Sreya Sunil,Rahul S. Rajeev,Ayan Chatterjee,Julie Pilitsis,Amitava Mukherjee,Janet L. Paluh
DOI: https://doi.org/10.1101/2024.04.03.24305210
2024-04-04
Abstract:The transformative integration of Machine Learning (ML) for Artificial General Intelligence (AGI)-enhanced clinical imaging diagnostics, is itself in development. In brain tumor pathologies, magnetic resonance imaging (MRI) is a critical step that impacts the decision for invasive surgery, yet expert MRI tumor typing is inconsistent and misdiagnosis can reach levels as high as 85%. Current state-of-the-art (SOTA) ML brain tumor models struggle with data overfitting and susceptibility to shortcut learning, further exacerbated in large-sized models with many tunable parameters. In a comparison with multiple SOTA models, our deep ML brain tumor diagnostics model, SIENNA, surpassed limitations in four key areas of prioritized minimal data preprocessing, an optimized architecture that reduces shortcut learning and overfitting, integrated inductive cross-validation method for generalizability, and smaller neural architecture. SIENNA is applicable across MRI machines and 1.5 and 3.0 Tesla, and achieves high average accuracies on clinical DICOM MRI data across three-way classification: 92% (non-tumor), 91% (GBM), and 93% (MET) with retained high F1 and AUROC values for limited false positives/negatives. SIENNA is a lightweight clinical-ready AGI framework compatible with future multimodal expanded data integration.
Radiology and Imaging
What problem does this paper attempt to address?

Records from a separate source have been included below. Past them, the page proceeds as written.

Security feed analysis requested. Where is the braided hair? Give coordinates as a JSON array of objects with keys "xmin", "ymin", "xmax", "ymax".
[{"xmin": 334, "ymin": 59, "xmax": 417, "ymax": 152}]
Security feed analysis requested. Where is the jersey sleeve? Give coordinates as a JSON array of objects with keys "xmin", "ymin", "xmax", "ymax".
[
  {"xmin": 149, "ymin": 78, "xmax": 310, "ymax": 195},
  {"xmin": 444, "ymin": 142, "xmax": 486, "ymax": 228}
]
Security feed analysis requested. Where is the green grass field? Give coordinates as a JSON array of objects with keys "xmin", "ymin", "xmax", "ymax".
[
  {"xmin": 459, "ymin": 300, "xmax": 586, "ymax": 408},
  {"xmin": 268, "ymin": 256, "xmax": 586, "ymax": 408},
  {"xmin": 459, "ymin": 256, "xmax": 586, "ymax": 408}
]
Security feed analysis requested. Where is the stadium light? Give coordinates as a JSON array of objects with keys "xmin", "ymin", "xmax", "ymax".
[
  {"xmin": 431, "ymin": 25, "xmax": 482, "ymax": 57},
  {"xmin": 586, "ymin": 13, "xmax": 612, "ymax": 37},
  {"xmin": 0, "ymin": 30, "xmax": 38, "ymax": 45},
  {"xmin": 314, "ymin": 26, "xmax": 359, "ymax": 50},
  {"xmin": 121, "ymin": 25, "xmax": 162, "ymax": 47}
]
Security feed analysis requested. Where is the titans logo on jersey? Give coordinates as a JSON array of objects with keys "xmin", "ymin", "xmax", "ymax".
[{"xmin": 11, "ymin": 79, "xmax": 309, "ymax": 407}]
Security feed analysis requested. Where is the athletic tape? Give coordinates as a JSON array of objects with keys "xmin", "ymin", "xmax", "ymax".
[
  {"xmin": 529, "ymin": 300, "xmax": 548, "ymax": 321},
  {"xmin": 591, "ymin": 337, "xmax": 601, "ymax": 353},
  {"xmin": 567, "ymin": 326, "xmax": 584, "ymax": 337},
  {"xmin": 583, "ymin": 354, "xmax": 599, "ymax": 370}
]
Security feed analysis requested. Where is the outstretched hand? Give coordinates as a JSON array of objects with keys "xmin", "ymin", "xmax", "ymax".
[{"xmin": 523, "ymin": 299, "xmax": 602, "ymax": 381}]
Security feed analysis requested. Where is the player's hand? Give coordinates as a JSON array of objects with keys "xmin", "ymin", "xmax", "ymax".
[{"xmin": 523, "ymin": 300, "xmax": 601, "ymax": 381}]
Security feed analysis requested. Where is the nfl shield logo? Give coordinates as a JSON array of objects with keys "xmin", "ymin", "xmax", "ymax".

The paper aims to address several key issues in brain tumor diagnosis, particularly the challenges faced when using Magnetic Resonance Imaging (MRI) for diagnosis. Specifically, the research team developed a lightweight, general-purpose machine learning platform called SIENNA to improve the accuracy of brain tumor diagnosis. The main issues mentioned in the paper include: 1. **Consistency issues in MRI diagnosis**: There is inconsistency in experts' judgments based on MRI for brain tumor types, with a misdiagnosis rate as high as 85%. 2. **Problems with existing machine learning models**: Current state-of-the-art (SOTA) machine learning models face issues of overfitting and shortcut learning when handling brain tumor diagnosis data. Large models are particularly prone to these problems. 3. **Challenges in data preprocessing**: Over-preprocessing of public datasets (such as the BraTS dataset) limits the generalization ability of models, making it difficult for these models to adapt to real-world clinical data. 4. **Insufficient model generalization**: Existing models perform poorly when faced with new patients or unseen data. Especially under traditional cross-validation methods, these models may encounter images from the same patient, which does not align with clinical reality. To address the above issues, the research team proposed the SIENNA platform, which has the following features: - **Minimal preprocessing**: SIENNA employs minimal data preprocessing steps to retain the key features of the original MRI DICOM data. - **Optimized architecture design**: The platform's design reduces the risk of shortcut learning and overfitting, and it can better generalize to new data. - **Inductive cross-validation method**: A specific cross-validation strategy is used to evaluate the model's performance when faced with new patient data. - **Small neural networks**: SIENNA uses smaller neural network structures, which helps improve the model's generalization ability. With these improvements, SIENNA achieved high average accuracy in three classification tasks: non-tumor (92%), glioblastoma (GBM) (91%), and metastatic tumor (MET) (93%), and also performed well on other performance metrics such as F1 score and AUROC value. Additionally, SIENNA has been shown to be more generalizable than other SOTA models trained on highly preprocessed datasets.